# Melissa - Largenlovely



## Big_Belly_Lover (Nov 9, 2010)

Hi guys,

Apologies if this is the wrong place for this or if someones already asked but I just wondered how Melissa aka Largenlovely is and where she's got to as I've not really seen her around here lately, also she's not updated her site in awhile lol...

Thanks!

Matt.


----------



## disconnectedsmile (Nov 9, 2010)

um...
http://dimensionsmagazine.com/forums/showthread.php?p=1599268#post1599268


----------



## Weirdo890 (Nov 9, 2010)

Big_Belly_Lover said:


> Hi guys,
> 
> Apologies if this is the wrong place for this or if someones already asked but I just wondered how Melissa aka Largenlovely is and where she's got to as I've not really seen her around here lately, also she's not updated her site in awhile lol...
> 
> ...



I believe she has ended updating her website. I don't know what she's doing now.


----------



## MissStacie (Nov 10, 2010)

and all over the boards if you read anything other than the paysite board


----------



## Jes (Nov 10, 2010)

MissStacie said:


> and all over the boards if you read anything other than the paysite board



hahaha. I laughed.

Have people never thought to do a username search and see most recent posts? If someone is just asking about a paysite update, that's a different question than 'has anyone seen xyz around?' The latter question will garner a different response, so be sure to be clear about what you're asking, everyone.


----------



## largenlovely (Nov 10, 2010)

yep i'm still around  just not updating the site anymore..moving on to the next part of my life.

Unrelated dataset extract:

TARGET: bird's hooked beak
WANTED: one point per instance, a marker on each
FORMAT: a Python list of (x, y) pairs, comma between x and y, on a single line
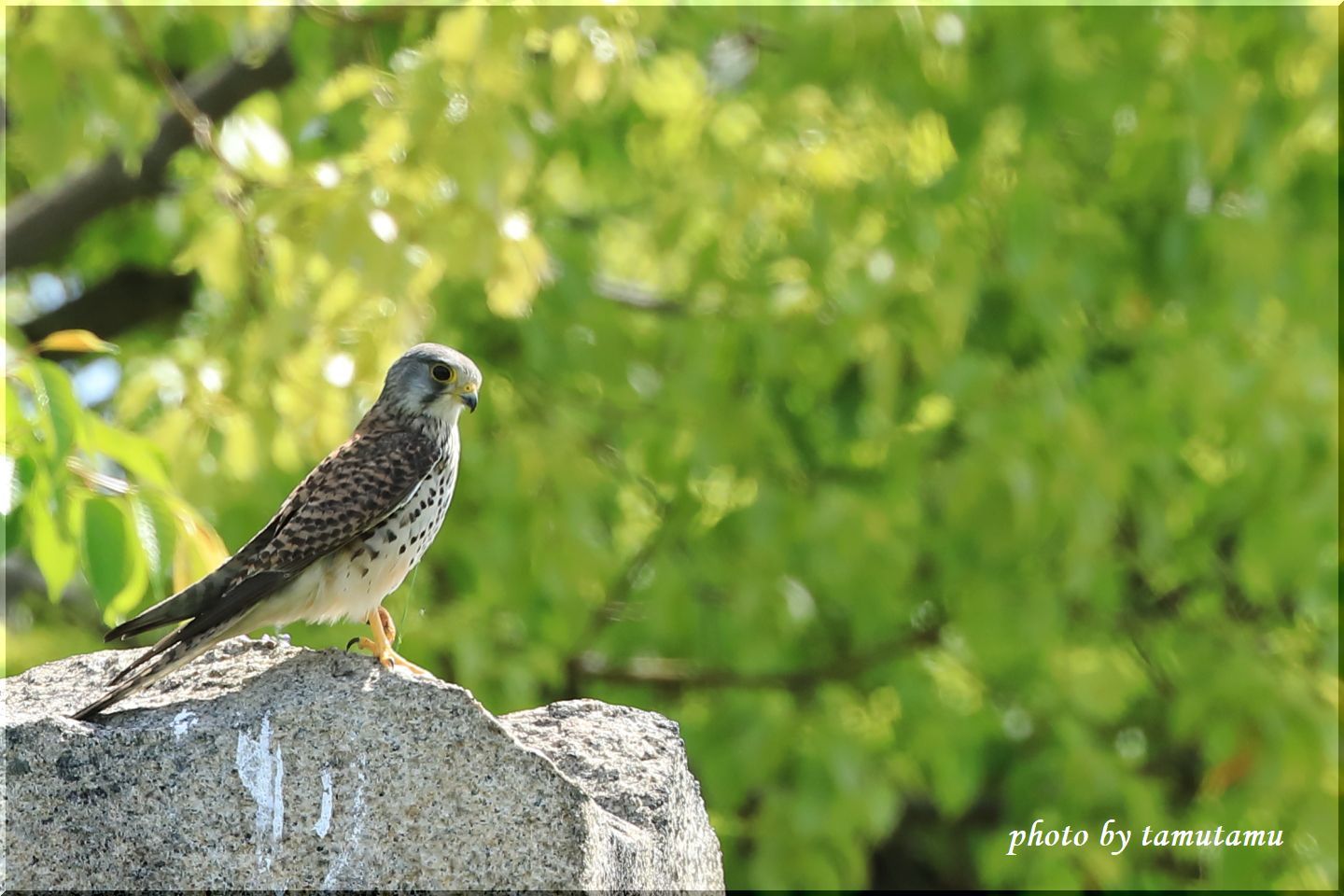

Thanks for the concern though 

but yeah..i have been posting on other boards lol


----------



## MattB (Nov 10, 2010)

There she is!!


----------



## ThatFatGirl (Nov 10, 2010)

There really should be something in the Dims Forums TOS about not simply titling threads with a member's name. Once again I clicked this hoping I wasn't about to read some horrible news. 

Glad all is well.


----------



## largenlovely (Nov 10, 2010)

Eeep!!  i didn't think of that...but yes, i'm glad there's no horrible news either lol



ThatFatGirl said:


> There really should be something in the Dims Forums TOS about not simply titling threads with a member's name. Once again I clicked this hoping I wasn't about to read some horrible news.
> 
> Glad all is well.


----------